LibCST
LibCST copied to clipboard
Parsing Code with Syntax Errors
Is it possible to parse code that has syntax errors in part of the code? I'd like to refactor code that might still be incomplete (and this, might have syntax errors).
For example:
print(x) def f(x,y,z):
is not valid code by itself (because the function needs a body). When I call libcst.parse_expression('print(x)\ndef :'), it throws an error. While this is an understandable response, I was wondering if it would be possible to not throw the baby out with the bathwater; that is to say is it possible to recover the print(x) in the output (instead of just throwing an error).
Why I want this: When editing a python file, usually in between edits, I have invalid syntax (like in writing the above example; before adding a function body). But I'd like to be able to run refactorings anyway, like PyCharm does. Is this possible with this library?
print function is an expression, but def is a statement; you might want to try parse_module instead.

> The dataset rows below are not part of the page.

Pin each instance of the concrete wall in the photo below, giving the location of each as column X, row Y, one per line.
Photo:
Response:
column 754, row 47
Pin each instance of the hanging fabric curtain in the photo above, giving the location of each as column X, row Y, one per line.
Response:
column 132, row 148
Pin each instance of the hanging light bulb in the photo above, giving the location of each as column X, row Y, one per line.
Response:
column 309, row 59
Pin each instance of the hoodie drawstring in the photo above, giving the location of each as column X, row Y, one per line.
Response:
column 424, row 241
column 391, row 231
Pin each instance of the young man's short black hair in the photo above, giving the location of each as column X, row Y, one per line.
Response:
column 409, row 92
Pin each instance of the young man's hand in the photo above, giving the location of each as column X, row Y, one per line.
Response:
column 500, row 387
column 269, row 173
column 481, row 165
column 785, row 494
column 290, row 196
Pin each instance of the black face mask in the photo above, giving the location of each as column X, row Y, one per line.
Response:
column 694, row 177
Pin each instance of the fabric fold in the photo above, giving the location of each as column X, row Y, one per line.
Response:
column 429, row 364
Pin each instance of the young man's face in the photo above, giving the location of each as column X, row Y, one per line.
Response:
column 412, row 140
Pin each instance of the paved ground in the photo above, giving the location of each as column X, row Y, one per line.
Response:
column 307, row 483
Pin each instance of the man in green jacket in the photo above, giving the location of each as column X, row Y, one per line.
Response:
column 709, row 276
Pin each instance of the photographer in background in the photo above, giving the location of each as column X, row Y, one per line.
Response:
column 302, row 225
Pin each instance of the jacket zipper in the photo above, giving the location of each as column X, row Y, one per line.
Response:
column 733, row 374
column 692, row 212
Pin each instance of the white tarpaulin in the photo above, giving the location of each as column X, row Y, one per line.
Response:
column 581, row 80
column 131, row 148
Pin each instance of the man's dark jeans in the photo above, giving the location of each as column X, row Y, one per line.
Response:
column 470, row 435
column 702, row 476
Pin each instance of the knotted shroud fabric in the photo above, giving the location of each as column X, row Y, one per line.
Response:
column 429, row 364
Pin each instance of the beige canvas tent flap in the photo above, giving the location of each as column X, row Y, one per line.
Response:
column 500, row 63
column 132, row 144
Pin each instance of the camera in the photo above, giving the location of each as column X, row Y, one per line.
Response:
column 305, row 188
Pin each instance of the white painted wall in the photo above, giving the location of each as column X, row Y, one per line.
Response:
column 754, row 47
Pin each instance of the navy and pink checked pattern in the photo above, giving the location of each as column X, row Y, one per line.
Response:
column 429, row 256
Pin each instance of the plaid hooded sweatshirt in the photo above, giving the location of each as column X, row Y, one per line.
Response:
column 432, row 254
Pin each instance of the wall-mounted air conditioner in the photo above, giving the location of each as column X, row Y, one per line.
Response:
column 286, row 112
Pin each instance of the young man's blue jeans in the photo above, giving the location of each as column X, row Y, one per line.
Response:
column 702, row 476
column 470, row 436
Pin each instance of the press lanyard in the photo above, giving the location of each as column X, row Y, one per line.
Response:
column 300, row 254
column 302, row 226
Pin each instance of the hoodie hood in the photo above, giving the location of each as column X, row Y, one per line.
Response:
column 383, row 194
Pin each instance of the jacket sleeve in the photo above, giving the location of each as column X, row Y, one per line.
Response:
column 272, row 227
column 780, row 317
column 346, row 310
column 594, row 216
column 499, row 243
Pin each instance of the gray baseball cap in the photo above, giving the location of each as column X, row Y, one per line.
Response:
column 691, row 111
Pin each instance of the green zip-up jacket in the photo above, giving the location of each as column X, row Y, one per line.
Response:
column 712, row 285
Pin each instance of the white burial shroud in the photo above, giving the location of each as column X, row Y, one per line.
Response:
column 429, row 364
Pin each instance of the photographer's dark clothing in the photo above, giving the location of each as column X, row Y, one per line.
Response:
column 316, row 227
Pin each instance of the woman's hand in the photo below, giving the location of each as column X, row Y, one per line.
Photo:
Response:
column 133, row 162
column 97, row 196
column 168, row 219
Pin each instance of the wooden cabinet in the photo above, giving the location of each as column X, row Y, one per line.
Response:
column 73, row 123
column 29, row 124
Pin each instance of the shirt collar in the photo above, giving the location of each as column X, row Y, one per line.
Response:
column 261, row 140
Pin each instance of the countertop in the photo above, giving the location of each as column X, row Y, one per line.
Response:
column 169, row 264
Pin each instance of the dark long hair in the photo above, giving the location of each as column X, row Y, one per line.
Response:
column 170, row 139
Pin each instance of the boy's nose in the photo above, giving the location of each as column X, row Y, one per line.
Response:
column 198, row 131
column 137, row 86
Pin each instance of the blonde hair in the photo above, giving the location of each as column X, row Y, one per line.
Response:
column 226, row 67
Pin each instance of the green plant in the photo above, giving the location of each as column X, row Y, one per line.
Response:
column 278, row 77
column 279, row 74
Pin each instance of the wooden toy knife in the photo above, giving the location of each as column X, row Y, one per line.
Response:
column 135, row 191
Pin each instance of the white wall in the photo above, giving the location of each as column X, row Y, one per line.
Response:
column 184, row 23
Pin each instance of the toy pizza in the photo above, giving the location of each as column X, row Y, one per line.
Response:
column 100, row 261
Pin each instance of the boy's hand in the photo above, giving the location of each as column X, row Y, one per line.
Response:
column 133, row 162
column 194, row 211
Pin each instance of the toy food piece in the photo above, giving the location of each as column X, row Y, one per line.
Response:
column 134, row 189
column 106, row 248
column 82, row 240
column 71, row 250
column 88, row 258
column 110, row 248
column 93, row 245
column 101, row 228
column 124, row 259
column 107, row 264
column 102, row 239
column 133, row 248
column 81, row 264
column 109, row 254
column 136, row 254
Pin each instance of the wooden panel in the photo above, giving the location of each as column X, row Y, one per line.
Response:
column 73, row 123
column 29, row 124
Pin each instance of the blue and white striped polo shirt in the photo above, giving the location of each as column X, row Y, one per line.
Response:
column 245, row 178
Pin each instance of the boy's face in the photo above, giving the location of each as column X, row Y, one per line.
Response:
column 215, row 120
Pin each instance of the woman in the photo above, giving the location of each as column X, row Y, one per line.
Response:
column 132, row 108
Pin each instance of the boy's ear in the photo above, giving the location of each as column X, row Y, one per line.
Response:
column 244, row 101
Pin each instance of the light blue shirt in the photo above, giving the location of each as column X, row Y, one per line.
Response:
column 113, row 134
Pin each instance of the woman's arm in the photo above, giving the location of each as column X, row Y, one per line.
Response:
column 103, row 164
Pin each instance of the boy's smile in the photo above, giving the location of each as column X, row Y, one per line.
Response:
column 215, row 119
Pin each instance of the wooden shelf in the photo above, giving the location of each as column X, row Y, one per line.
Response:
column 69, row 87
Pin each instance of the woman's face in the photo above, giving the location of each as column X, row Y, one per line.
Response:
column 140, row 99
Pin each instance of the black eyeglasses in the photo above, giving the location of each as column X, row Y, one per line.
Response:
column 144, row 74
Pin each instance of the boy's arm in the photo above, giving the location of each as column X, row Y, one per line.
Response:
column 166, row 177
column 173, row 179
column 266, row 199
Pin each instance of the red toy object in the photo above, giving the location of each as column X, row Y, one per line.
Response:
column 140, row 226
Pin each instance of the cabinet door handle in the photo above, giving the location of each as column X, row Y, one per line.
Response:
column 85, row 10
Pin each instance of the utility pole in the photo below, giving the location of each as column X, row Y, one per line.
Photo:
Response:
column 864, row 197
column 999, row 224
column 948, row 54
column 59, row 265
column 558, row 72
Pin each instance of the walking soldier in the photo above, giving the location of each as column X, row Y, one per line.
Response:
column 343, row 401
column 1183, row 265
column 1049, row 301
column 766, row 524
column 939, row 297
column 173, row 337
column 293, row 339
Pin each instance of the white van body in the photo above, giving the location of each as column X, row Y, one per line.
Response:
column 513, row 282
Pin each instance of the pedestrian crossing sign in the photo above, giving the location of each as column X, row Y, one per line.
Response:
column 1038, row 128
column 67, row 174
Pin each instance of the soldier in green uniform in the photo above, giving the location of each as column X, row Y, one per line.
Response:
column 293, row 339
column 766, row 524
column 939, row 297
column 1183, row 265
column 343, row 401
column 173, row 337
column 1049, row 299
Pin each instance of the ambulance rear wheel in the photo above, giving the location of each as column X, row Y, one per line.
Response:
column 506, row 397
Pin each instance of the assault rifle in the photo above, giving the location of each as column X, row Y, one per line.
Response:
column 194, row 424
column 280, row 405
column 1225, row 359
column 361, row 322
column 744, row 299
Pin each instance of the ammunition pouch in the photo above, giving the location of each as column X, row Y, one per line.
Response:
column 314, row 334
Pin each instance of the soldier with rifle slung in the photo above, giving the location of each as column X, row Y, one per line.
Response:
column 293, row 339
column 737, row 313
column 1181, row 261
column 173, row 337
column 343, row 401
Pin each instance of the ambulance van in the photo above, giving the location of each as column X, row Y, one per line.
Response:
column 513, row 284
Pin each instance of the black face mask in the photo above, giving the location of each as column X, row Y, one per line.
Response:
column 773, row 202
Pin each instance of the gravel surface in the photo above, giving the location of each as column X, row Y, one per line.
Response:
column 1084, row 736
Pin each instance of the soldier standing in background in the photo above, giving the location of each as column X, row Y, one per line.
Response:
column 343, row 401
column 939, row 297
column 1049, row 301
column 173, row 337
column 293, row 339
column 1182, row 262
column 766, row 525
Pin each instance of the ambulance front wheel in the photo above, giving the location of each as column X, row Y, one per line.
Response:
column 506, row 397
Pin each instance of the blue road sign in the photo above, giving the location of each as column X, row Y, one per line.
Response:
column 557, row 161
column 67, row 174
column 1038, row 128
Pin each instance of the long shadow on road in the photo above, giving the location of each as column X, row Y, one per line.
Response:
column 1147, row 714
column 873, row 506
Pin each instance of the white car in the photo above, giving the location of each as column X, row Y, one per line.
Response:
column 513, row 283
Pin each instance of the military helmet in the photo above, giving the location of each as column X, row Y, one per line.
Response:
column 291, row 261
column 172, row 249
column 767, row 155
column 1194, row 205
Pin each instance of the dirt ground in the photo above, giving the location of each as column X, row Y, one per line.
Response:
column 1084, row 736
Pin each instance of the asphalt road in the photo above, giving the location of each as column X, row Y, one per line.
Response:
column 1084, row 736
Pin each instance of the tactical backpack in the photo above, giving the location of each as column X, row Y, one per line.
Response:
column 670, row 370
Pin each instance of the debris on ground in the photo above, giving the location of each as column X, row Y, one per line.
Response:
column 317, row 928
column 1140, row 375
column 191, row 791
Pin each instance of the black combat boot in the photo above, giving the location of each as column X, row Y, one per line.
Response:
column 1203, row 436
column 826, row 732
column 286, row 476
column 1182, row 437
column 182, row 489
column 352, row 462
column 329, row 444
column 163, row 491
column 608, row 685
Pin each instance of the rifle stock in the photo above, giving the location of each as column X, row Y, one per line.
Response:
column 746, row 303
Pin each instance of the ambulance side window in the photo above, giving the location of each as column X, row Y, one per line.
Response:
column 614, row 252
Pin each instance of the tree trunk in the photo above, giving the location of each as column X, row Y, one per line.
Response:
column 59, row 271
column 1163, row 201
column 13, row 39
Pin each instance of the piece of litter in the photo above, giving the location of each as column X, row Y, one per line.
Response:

I don't think this idea works in the general case very well, and suspect PyCharm is just doing regex if it works for cases like these, but here's some untested code that splits some source into a valid cst tree, and everything after that you can merge back together later.
def lenient_parse(data)
try:
mod = cst.parse_module(data)
return mod, None
except cst.ParserSyntaxError as e:
lines = data.splitlines(True)
for n in range(e.raw_line, -1, -1):
try:
mod = cst.parse_module("".join(lines[:n]))
bad = lines[n:]
return mod, bad
raise
mod, rest = lenient_parse(...)
do_refactor(mod)
return mod.code + rest
I think forgiving parsing would be a reasonable feature for LibCST. It's a common feature for parsers used in IDE contexts, and Parso supports it, which might make it easier to implement in LibCST.
It's really just a question of someone having sufficient motivation to contribute it, IMO.